Шпатц похолодел, молча ожидая продолжения.
— Они сорвали с меня одежду и разложили на полу камеры, — Лисбет говорила очень спокойным тоном, словно не своими болезненными воспоминаниями делилась, а рассказывала какую-то веселую историю. — И подходили в порядке строгой очереди, как к станку. А когда все закончилось, и меня оставили в покое, я оделась в то, что осталось от моих тряпок, взяла свой скальпель и вскрыла этот проклятый нарыв. Вся в слезах, соплях и сперме. Зашила, перевязала и дождалась, когда придет охранник и меня выпустит.
— И его не наказали? — спросил Шпатц.
— Охранника? — Лисбет иронично улыбнулась. — За какой-то незначительный инцидент с женщиной, которая решила, что она доктор? Конечно же, нет. Я же сама вызвалась помочь, меня предупреждали, что это опасно. Он умер потом, никто не смог определить от чего, просто записали, что сердце не выдержало.

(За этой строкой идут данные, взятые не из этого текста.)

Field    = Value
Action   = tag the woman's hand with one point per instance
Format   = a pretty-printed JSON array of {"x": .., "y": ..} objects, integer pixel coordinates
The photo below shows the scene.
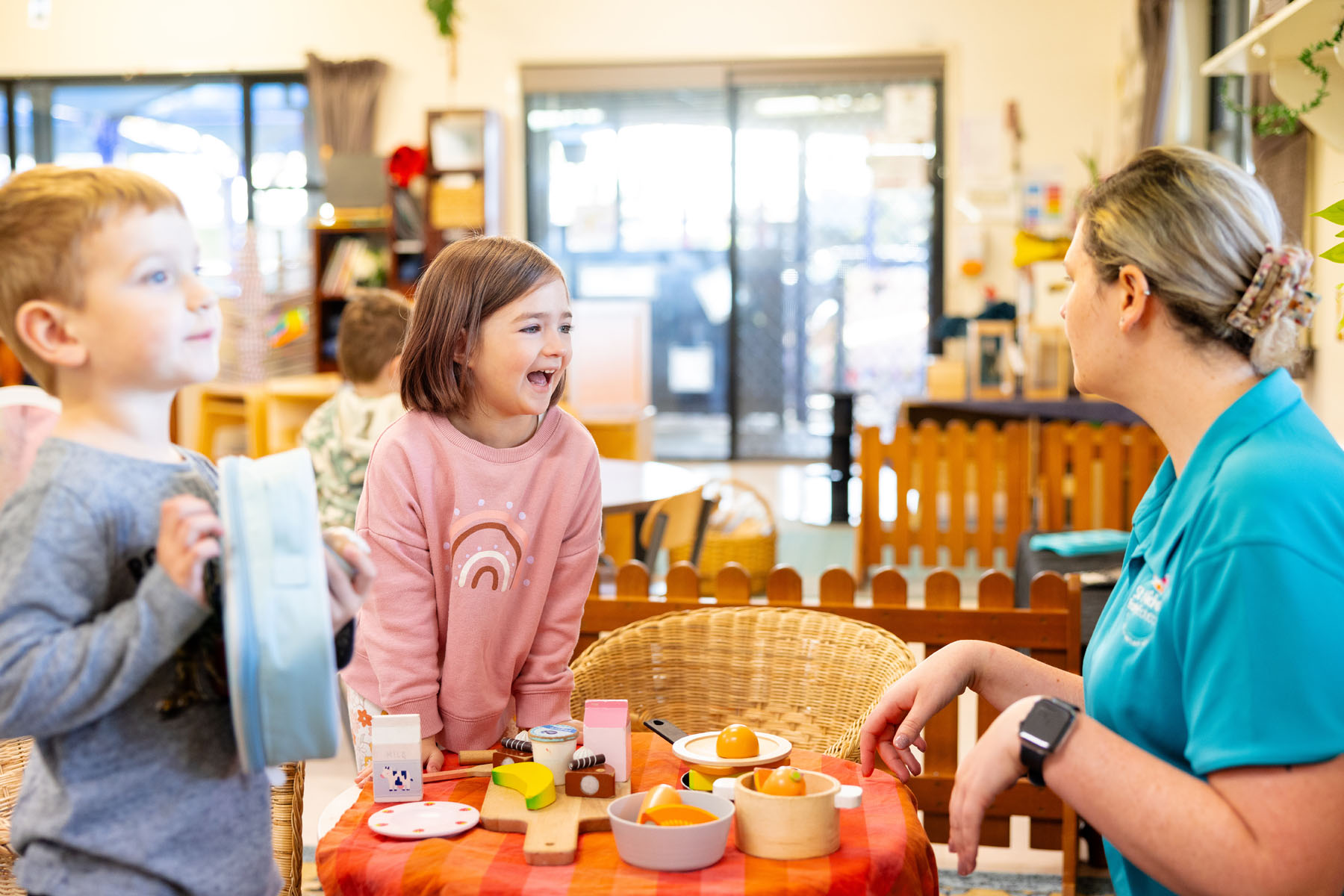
[
  {"x": 349, "y": 590},
  {"x": 991, "y": 768},
  {"x": 909, "y": 704}
]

— Почему ты мне это рассказала, фройляйн Лисбет? — Шпатц не сводил глаз с ее безмятежного лица.
— Бессилие — ужасное чувство, — Лисбет подмигнула. — Нельзя ему поддаваться. Нужно просто остаться в живых и дождаться подходящего момента. И когда ты будешь смотреть, как твои обидчики превращаются в комбикорм для свиней, то воспоминание об этом чувстве превратится просто в историю, которую можно рассказать за стаканчиком игристого. Такие дела, герр Шпатц.
Дверь гостиницы скрипнула. На пороге, подслеповато озираясь, стоял Верт. Тот самый щупленький старичок, который смог опознать тела в амбаре. Сначала он сделал шаг к стойке, потом заметил Шпатца и решительно направился к нему.
— Герр штамм Фогельзанг, верно? — спросил он, вежливо поклонившись.
— Да, все так, — Шпатц кивнул.
— У меня для вас послание, — Верт пошарил за пазухой и достал лист бумаги, свертнутый треугольником. Шпатц взял письмо из рук старика, кивком поблагодарил и недоуменно посмотрел на Лисбет. Та пожала плечами. Верт еще раз поклонился и попятился к выходу. Шпатц развернул бумагу.